住宅の歴史に関する本を読んでいたら、戦後の住宅政策に三本柱というものがあるのを知った。敗戦による住宅不足を解消するために、1950年代の前半に相次いで打ち出された政策だ。

1950年(昭和25年)の住宅金融公庫法による、住宅ローンでの「公庫住宅」。1951年(昭和26年)の公営住宅法に基づく、低所得者向けの「公営住宅」。1955年(昭和30年)に誕生した日本住宅公団によって、団地ブームを巻き起こした「公団住宅」。こうした政策に基づく住宅の建設によって、戦後の住宅不足は、1970年前後に量的には解消する。

僕は、1960年代の東京郊外の住宅街で子ども時代を迎えた。住宅不足解消の歴史の真っただ中で生まれ育っていたわけである。だから、これらの歴史の記述は単なる知識ではなく、なるほどと思い当たることばかりだ。

昭和初めに開発された住宅街は、戦後しばらくはまだ空き地ばかりが多かったという。

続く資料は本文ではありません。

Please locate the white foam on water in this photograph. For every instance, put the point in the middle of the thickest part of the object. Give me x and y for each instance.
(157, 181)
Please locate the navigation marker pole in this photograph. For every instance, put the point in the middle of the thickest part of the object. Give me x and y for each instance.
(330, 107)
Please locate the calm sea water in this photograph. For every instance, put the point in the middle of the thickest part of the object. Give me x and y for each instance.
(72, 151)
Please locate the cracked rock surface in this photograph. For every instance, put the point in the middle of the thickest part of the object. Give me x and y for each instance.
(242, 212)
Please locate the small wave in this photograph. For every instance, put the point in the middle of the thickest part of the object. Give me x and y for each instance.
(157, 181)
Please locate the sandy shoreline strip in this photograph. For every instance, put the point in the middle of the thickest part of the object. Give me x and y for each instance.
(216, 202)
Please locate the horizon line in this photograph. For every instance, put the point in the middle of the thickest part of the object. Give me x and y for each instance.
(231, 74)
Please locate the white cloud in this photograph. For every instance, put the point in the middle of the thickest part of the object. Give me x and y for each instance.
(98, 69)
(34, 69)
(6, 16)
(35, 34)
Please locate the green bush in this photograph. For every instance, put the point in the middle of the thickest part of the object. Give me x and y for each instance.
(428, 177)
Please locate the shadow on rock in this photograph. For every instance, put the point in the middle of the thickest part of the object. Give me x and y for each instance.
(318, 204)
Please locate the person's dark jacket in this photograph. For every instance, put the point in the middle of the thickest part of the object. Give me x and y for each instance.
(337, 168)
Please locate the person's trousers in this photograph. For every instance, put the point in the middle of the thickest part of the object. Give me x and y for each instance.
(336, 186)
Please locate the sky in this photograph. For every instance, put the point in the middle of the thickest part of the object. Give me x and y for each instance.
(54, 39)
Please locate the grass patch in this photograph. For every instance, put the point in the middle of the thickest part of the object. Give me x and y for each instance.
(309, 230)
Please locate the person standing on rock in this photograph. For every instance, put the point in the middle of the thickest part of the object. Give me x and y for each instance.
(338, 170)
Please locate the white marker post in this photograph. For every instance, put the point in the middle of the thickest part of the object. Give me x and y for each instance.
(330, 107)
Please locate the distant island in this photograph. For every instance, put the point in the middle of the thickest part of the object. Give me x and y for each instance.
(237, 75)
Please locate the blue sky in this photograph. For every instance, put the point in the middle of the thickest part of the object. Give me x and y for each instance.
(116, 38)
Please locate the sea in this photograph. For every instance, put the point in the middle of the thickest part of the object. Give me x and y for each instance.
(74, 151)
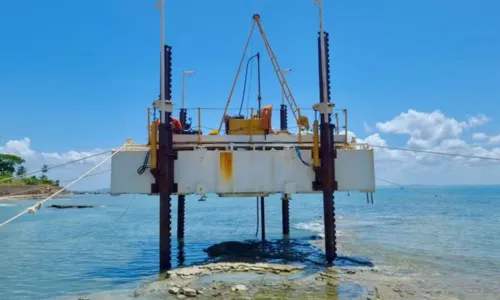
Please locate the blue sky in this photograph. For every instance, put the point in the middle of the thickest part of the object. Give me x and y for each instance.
(78, 75)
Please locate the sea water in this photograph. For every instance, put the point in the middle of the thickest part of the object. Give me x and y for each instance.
(448, 234)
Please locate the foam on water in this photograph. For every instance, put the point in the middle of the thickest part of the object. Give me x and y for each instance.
(453, 239)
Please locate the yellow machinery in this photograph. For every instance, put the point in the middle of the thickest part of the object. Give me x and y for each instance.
(245, 126)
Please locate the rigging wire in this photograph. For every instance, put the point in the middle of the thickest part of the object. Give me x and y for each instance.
(436, 152)
(5, 197)
(402, 187)
(299, 155)
(245, 82)
(257, 226)
(56, 166)
(32, 209)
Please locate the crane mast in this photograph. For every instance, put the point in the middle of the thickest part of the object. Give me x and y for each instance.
(301, 121)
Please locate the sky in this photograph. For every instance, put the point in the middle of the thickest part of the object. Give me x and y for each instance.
(76, 76)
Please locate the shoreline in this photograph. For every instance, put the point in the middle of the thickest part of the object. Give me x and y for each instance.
(288, 280)
(29, 192)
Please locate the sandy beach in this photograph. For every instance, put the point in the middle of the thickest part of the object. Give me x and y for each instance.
(257, 280)
(26, 192)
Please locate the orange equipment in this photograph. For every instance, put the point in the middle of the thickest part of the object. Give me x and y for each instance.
(176, 124)
(265, 115)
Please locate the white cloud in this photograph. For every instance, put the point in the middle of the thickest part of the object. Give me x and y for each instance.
(479, 136)
(426, 130)
(494, 139)
(35, 160)
(367, 127)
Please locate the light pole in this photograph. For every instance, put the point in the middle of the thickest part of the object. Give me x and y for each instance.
(183, 85)
(282, 93)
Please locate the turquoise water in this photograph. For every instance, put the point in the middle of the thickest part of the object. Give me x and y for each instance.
(451, 233)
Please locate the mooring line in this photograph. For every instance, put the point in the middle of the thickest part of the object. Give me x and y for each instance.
(56, 166)
(32, 209)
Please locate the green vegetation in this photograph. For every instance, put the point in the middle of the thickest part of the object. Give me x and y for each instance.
(12, 165)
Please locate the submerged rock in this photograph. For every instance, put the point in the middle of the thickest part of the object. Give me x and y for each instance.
(59, 206)
(239, 288)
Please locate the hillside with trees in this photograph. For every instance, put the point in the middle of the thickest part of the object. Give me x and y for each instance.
(25, 182)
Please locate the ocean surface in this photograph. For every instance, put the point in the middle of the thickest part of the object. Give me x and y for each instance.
(448, 234)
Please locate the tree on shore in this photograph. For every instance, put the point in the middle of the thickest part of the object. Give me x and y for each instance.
(21, 171)
(10, 164)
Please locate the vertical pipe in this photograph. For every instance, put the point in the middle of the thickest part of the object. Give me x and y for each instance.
(324, 96)
(251, 124)
(154, 145)
(183, 117)
(199, 125)
(165, 175)
(181, 211)
(283, 121)
(149, 126)
(327, 152)
(337, 129)
(285, 214)
(300, 126)
(165, 181)
(315, 144)
(259, 96)
(263, 218)
(183, 93)
(346, 141)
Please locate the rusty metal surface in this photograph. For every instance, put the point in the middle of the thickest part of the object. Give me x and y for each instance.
(226, 166)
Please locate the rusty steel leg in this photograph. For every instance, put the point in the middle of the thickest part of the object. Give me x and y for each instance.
(165, 185)
(283, 118)
(180, 253)
(327, 179)
(285, 215)
(263, 218)
(181, 212)
(183, 117)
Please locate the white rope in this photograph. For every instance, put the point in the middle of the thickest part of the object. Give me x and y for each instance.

そこに、おそらくは「公庫住宅」を中心とした戸建ての住宅が建てられていったのだろう。僕の家の前の区画は数十戸の市営住宅が並んでいたが、やがて路地のように密集した市内の「公営住宅」は、コンクリートの集合住宅に建て替えられた。

住宅街の区画の外の畑地に巨大な「公団住宅」が建設されたのは、僕が幼児の頃だというから1960年代前半のことだろう。玄関の前で遊んでいた僕を、建設現場に向かう労働者たちが連れて行こうとして、母があわてて取り返したという話は何度も聞かされた。

この三本柱の以外にも、大量の従業員を抱える大企業は、リクルートのためにも社宅を建設したと住宅史の本には書いてある。なるほど、これはよくわかる。実家のあった住宅街には、今のように民間のマンションは見当たらず、集合住宅といえば社宅が多かった。それ以外は小規模なアパートがあるくらいだ。

朝日生命や住友火災、ブリジストンの社宅は大きくて、敷地内部の公園スペースを自由に遊び場として使わせてもらっていた。古く開発された住宅街には公的な公園は少なかったのだ。社宅に住む友人には転校による出会いや別れの思い出がある。

これらの社宅も、企業の合理化等によって、いつのまにか民間のマンションなどに変るものが多く、街から姿を消していった。